The same or similar reference numerals correspond to the same or similar parts;

the positional relationships depicted in the drawings are for illustrative purposes only and are not to be construed as limiting the present patent;

it should be understood that the above-described embodiments of the present invention are merely examples for clearly illustrating the present invention, and are not intended to limit the embodiments of the present invention. Other variations and modifications will be apparent to persons skilled in the art in light of the above description. And are neither required nor exhaustive of all embodiments. Any modification, equivalent replacement, and improvement made within the spirit and principle of the present invention should be included in the protection scope of the claims of the present invention.

Claims

1. An image segmentation hash sorting method based on deep learning is characterized by comprising the following steps:

s3: training and testing the model by using a new sequencing loss function;

2. The deep learning based image segment hash ordering method according to claim 1, wherein the specific process of the step S1 is:

3. The image segmentation hash sorting method based on deep learning according to claim 2, wherein the specific process of the step S2 is:

4. the deep learning based image segment hash ordering method according to claim 3, wherein the specific process of the step S3 is:

s31: dividing the data set into training data and testing data;

5. The deep learning based image segment hash ordering method according to claim 4, wherein the specific process of the step S4 is:

s41: storing the trained ResNet-50 model;

6. The deep learning based image segmentation hash sorting method according to claim 5, wherein in step S12, the feature extraction process is as follows:

7. The image segmentation hash ordering method based on deep learning of claim 6, wherein in step S32, in the training process of the G network, a dense triple loss is used as a loss function, wherein a distance metric function in the triple loss is a new segmentation hash distance metric, and the dense triple loss function is defined as follows:

Loss＝||output_a-output_p||_H-||output_a-output_n||_H+Margin

wherein output_aIs an anchor point, output_pIs a positive sample, output_nFor negative examples, positive and negative examples are no longer just samples of the same or different classes as the anchor point, but positive examples can constitute triples as long as they are semantically closer to the anchor point than negative examples, and semantic distances between classes are represented by calculating word-embedding distances of tagged words.

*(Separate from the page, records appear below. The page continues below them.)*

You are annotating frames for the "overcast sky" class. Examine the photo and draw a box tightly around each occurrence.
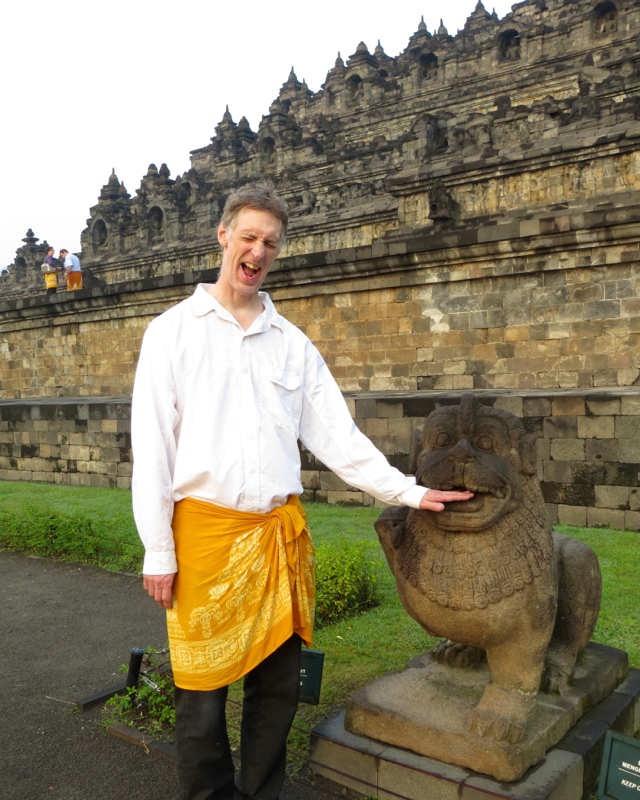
[0,0,511,268]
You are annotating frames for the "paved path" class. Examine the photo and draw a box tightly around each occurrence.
[0,550,335,800]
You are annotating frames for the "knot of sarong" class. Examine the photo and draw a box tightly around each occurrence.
[269,495,307,594]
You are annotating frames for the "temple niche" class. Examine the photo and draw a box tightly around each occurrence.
[591,0,618,37]
[0,0,640,297]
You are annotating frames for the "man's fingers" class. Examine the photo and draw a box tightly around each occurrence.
[142,573,175,608]
[420,489,473,511]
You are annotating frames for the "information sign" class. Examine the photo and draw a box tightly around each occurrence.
[598,731,640,800]
[300,647,324,706]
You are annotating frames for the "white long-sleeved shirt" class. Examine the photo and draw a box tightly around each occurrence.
[131,284,426,575]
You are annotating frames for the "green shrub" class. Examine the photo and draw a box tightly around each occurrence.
[0,507,142,572]
[316,542,380,625]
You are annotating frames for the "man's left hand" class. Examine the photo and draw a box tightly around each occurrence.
[420,489,473,511]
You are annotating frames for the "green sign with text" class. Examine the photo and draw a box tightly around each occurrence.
[300,647,324,706]
[598,731,640,800]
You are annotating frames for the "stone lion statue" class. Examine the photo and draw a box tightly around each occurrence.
[375,394,602,744]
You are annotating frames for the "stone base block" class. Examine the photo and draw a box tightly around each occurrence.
[311,664,640,800]
[345,644,629,782]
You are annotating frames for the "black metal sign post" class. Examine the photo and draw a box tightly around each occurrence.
[598,731,640,800]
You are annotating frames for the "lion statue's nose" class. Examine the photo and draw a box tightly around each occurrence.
[447,439,475,464]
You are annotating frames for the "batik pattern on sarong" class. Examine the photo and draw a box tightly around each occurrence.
[167,496,315,690]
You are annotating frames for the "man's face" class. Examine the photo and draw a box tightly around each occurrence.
[218,208,282,297]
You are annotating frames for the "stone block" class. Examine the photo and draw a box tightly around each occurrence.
[377,401,403,419]
[585,439,618,462]
[571,461,610,485]
[460,749,584,800]
[544,503,559,525]
[595,486,629,511]
[364,417,389,437]
[620,396,640,416]
[523,397,551,417]
[542,461,571,483]
[618,439,640,464]
[300,464,321,490]
[345,644,620,788]
[387,417,411,438]
[587,508,629,531]
[578,416,616,439]
[558,505,587,528]
[545,438,585,461]
[319,472,349,492]
[543,416,578,439]
[587,397,620,416]
[310,711,388,797]
[615,416,640,440]
[355,398,378,419]
[551,395,586,417]
[494,397,524,417]
[327,490,364,506]
[624,511,640,532]
[600,463,640,486]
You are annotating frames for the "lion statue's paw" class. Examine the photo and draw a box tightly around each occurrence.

8. The deep learning-based image segmentation hash sorting method according to claim 7, wherein designed | · | | | computationally_HIn order to measure the segment hash distance, the segment hash distance measure is adopted, after segmentation, the high-order distances have 33 possibilities, the low-order distances also have 33 possibilities, and the weights of the high-order distances and the low-order distances are different, 1089 possible distances can be generated, namely 1089 similarities exist, so that the problem of insufficient similarity is solved on the basis of not increasing the number of bits and parameters.